Similar concept can be used to minimise config file for datasets part.
Below is a sample file for inferencing using Multiple Frameworks:
--inputPath
/opt/datasets/coco/annotations/instances_train2014.json
--readerImplementation
COCO
--readerNames
/opt/datasets/names/coco.names
--inferencerWeights
/opt/datasets/weights/ssd_mobilenet_v2_coco_2018_03_29/frozen_inference_graph.pb
/opt/datasets/weights/VGG_VOC0712_SSD_512x512_iter_120000.h5
/opt/datasets/weights/VGG_VOC0712_SSD_512x512_iter_240000.h5
--inferencerConfig
/opt/datasets/cfg/foo.cfg
/opt/datasets/cfg/kerasInferencer.cfg
--inferencerImplementation
tensorflow
keras
--inferencerNames
/opt/datasets/names/coco.names
/opt/datastes/names/voc.names
--outputCSVPath
/opt/datasets/output
NOTE: In the above example you can see, that a VOC trained network is being used to evalute on COCO Ground Truth. This tool supports such evaluation by mapping Pascal VOC classnames to COCO classnames. And this mapping is very robust, can map synonmys and sub classes also.

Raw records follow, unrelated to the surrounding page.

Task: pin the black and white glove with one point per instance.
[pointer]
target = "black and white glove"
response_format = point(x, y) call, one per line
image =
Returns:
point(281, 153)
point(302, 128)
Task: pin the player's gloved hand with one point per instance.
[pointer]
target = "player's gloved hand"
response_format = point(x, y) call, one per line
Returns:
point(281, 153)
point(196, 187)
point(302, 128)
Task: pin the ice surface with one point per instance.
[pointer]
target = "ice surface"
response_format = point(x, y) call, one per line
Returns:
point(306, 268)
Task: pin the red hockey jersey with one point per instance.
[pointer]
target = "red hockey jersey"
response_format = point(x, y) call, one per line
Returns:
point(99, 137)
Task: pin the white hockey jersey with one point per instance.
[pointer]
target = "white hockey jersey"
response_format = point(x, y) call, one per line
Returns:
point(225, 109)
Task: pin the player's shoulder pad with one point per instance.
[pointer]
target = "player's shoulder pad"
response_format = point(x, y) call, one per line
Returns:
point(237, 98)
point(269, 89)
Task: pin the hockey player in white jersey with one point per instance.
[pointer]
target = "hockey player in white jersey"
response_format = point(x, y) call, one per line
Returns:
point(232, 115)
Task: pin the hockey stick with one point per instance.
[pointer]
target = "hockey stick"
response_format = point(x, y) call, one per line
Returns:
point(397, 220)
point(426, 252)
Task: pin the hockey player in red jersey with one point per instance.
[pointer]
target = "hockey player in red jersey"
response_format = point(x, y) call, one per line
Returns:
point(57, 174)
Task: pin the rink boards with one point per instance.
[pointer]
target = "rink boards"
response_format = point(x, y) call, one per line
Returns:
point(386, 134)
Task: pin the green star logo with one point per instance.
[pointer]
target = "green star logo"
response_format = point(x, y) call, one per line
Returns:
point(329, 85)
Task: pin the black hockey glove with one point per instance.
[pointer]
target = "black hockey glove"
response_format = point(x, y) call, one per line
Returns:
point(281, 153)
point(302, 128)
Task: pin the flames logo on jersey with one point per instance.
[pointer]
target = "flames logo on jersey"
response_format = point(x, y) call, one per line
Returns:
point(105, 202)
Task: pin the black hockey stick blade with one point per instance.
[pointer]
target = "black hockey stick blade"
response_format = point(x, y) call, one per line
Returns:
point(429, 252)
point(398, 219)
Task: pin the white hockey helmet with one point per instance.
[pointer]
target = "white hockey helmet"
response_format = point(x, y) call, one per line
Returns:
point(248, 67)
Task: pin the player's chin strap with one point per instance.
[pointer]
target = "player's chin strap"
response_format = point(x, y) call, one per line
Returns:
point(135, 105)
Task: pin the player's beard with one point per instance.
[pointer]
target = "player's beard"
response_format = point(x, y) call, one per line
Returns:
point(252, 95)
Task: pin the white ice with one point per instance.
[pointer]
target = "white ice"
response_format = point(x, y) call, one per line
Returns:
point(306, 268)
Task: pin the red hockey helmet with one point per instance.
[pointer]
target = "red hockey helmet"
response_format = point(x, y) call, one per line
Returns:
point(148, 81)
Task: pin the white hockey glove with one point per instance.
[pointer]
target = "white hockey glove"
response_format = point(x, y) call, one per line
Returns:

Also, you can observe, there are 3 inferencer weight files, but only 2 --inferencerConfig
, --inferencerImplementation
and --inferencerNames
. In such a case as mentioned above the last value will be mapped again. So, Keras
will be mapped again to the 3rd weights file, similarly, voc.names
will be used again by the 3rd weights file.